にこり、と笑って現れたのは先ほど述べていた折原先輩で。見慣れた学ランではないその姿に新鮮さを覚えつつ、こんにちはとだけ挨拶をする。いったいなんで、卒業したはずの彼が来神高校の門にいるのか。


「何してるんですか、折原先輩」
「そろそろ君が寂しがる頃だと思ってね」
「まだ先輩が卒業して1ヶ月ですけど」
「冗談だよ。偶然近くを通って、気まぐれで寄ってみたら君がいただけ」
「なんだかとげのある言い方ですね」
「お互い様だろ?」


わたしはそんな話し方してませんけど。
反論しようとしたがめんどくさくてやめた。すると彼がまたどこか胡散臭い笑みを浮かべたではないか。やめてくれ、この人のこの笑顔にはいい思い出がない。あの時もあの時も、あの時だって。


「暇だよね?デートでもしようか」
「暇って決めつけないでください、わたしこれから友達と…」
「さ、いこ」


わたしの話なんてまるで聞かず、手を取り勝手に歩き出す折原先輩。懐かしくも感じる先輩の手は相変わらず冷たくて、どうしてか胸がきゅっとなった。こんなふうに先輩にむりやり連れられたこともあったなぁ、でもこれから先あまりないんだろうなぁ、もしかしたら最後なのかも。
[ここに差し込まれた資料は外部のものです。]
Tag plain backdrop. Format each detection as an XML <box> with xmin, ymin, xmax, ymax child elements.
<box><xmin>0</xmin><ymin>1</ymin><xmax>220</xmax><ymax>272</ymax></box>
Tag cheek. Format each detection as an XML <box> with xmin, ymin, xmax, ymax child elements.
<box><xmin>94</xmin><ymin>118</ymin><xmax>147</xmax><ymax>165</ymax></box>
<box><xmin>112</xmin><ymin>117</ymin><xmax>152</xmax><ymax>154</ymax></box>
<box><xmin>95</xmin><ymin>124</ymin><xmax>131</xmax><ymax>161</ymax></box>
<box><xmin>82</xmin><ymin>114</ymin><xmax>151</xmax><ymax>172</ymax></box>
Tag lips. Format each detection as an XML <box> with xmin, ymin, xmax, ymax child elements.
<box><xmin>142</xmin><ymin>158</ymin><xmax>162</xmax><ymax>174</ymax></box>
折原先輩と手を繋ぎながら街を歩き回る。当然来神の生徒も多くいて、視線は痛かった。折原先輩は有名人だし。


「……(先輩の手、おっきい)」
「つばきちゃん」
「…はい」
「どこかで何か食べようかと思ったけど、ごめんね」
「え?」
「見つかっちゃったみたい」


なにが、と隣にいる折原先輩の顔を見上げた。すると、嗚呼懐かしい、あの顔だ。笑顔だけど、どこか忌々しそうな。冷や汗を浮かべたこの顔も、わたしは、わたしは。
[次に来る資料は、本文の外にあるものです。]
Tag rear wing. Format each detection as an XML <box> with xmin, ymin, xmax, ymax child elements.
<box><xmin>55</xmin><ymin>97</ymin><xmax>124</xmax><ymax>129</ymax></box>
いーざーやーくーん、なんて間延びした低い声。正面には平和島先輩がいた。ここからどのくらいだろう、10メートル離れたくらいかな。


「俺と、逃げてくれる?」


折原先輩が今更ながらそうたずねた。わたしの深読みかもしれないけど、勝手な思い過ごしかもしれないけど、その言葉はなんだか今だけのことを言ってる気にならなかった。俺と、逃げる。折原先輩と逃げるということは、折原先輩と生きるということなような。こんなこと先輩に言ったらきっと「思い込みだよ、バカだな」なんて笑われそう。


「逃げ…、」


ぐんっと突然強い力に引かれ言葉が途中で切れる。そういえば折原先輩はわたしの意見を聞かない人だった。
わたしの手をしっかり握って走るその背中はやはり懐かしく、だけど彼が学ランを着ていないことがまた寂しくて。

走ることのしんどさを久々に感じた。折原先輩、折原先輩と心の中で何度も呼ぶ。後ろでは自動販売機の破壊音。背筋が寒くなるこの感覚も、わたしの心拍数上昇を駆り立てる。
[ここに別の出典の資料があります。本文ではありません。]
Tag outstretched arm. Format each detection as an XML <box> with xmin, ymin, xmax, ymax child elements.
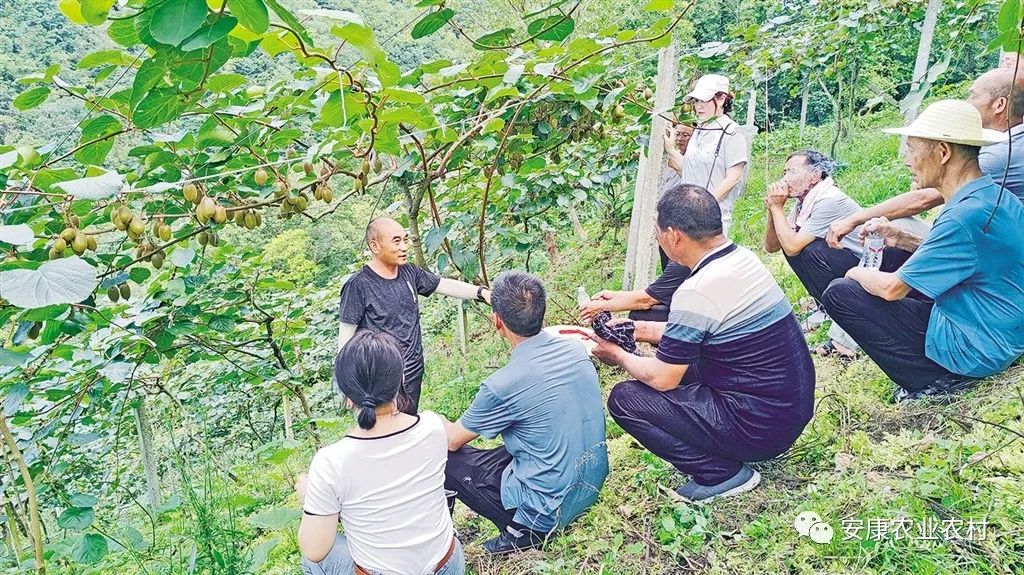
<box><xmin>434</xmin><ymin>277</ymin><xmax>491</xmax><ymax>304</ymax></box>
<box><xmin>336</xmin><ymin>322</ymin><xmax>357</xmax><ymax>353</ymax></box>
<box><xmin>578</xmin><ymin>290</ymin><xmax>660</xmax><ymax>323</ymax></box>
<box><xmin>827</xmin><ymin>188</ymin><xmax>942</xmax><ymax>248</ymax></box>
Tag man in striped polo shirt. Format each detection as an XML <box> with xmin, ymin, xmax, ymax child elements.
<box><xmin>594</xmin><ymin>185</ymin><xmax>816</xmax><ymax>502</ymax></box>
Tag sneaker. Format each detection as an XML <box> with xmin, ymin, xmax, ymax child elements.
<box><xmin>482</xmin><ymin>525</ymin><xmax>547</xmax><ymax>555</ymax></box>
<box><xmin>674</xmin><ymin>464</ymin><xmax>761</xmax><ymax>503</ymax></box>
<box><xmin>894</xmin><ymin>376</ymin><xmax>979</xmax><ymax>403</ymax></box>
平和島先輩をまいたのは、それからしばらくしてからだった。どこだかわからない路地裏みたいなところで息を切らす。


「ちゃんとしたデート、できなかったね」


はやくも呼吸を整えた折原先輩。わたしもようやく整ってきたころだ。


「折原先輩、あの、」
「今日はもう帰る?」
「えっ」
「暗くなってきたし」
「あ……」


暖かくなってきたがまだ夏とは言えないので日が落ちるのは早い。………ん?


「お、折原先輩今…なんて、」
「は?」
「暗くなってきたから帰ろうって言いました?」
「うん」
「折原先輩が…そんなこと言うなんて…」
「なんなの」
「今までの折原先輩なら夜中にだって呼び出してたくせに!」
「……………」


そうだ、折原先輩は夜中の2時に肝試しをしようなんて電話してきた人だ。夜の11時まで付き合わされたこともある。おかしくなったのだろうか、それとも今日は何か予定が…?


「…別に特に意味はないよ」
「ふーん…変なの」
「君がいたいって言うなら、俺はいるけど」
「……折原先輩ずっる」
「何が?」
「(でたー嫌な笑顔…)」


たぶん、折原先輩は知ってる。
わたしの気持ちを。


「…折原先輩、次はいつ会えますか」


一度離れてしまった手を再び繋ぎ、帰路を辿る。わたしの家まで送ってくれるのだろうか。やっぱり今日の折原先輩はいつもと違う気がする。だからわたしも、こんなことを言ってしまったのかな。


「やっぱりわたし先輩がいないと、寂しい…」


折原先輩のいない学校なんて、つまらない。


「…また会えるよ、すぐに」
「嘘つき」
「嘘?」
「先輩、嘘つきだもん」
「あはは、ひどいなぁ」
「折原先輩、わたし折原先輩のこと好きです」
「……」
「好きです、好きなんです…」


左手は先輩と繋いで、右手でボロボロこぼれる涙を拭う。好きなの、折原先輩のことがすごくすごく…。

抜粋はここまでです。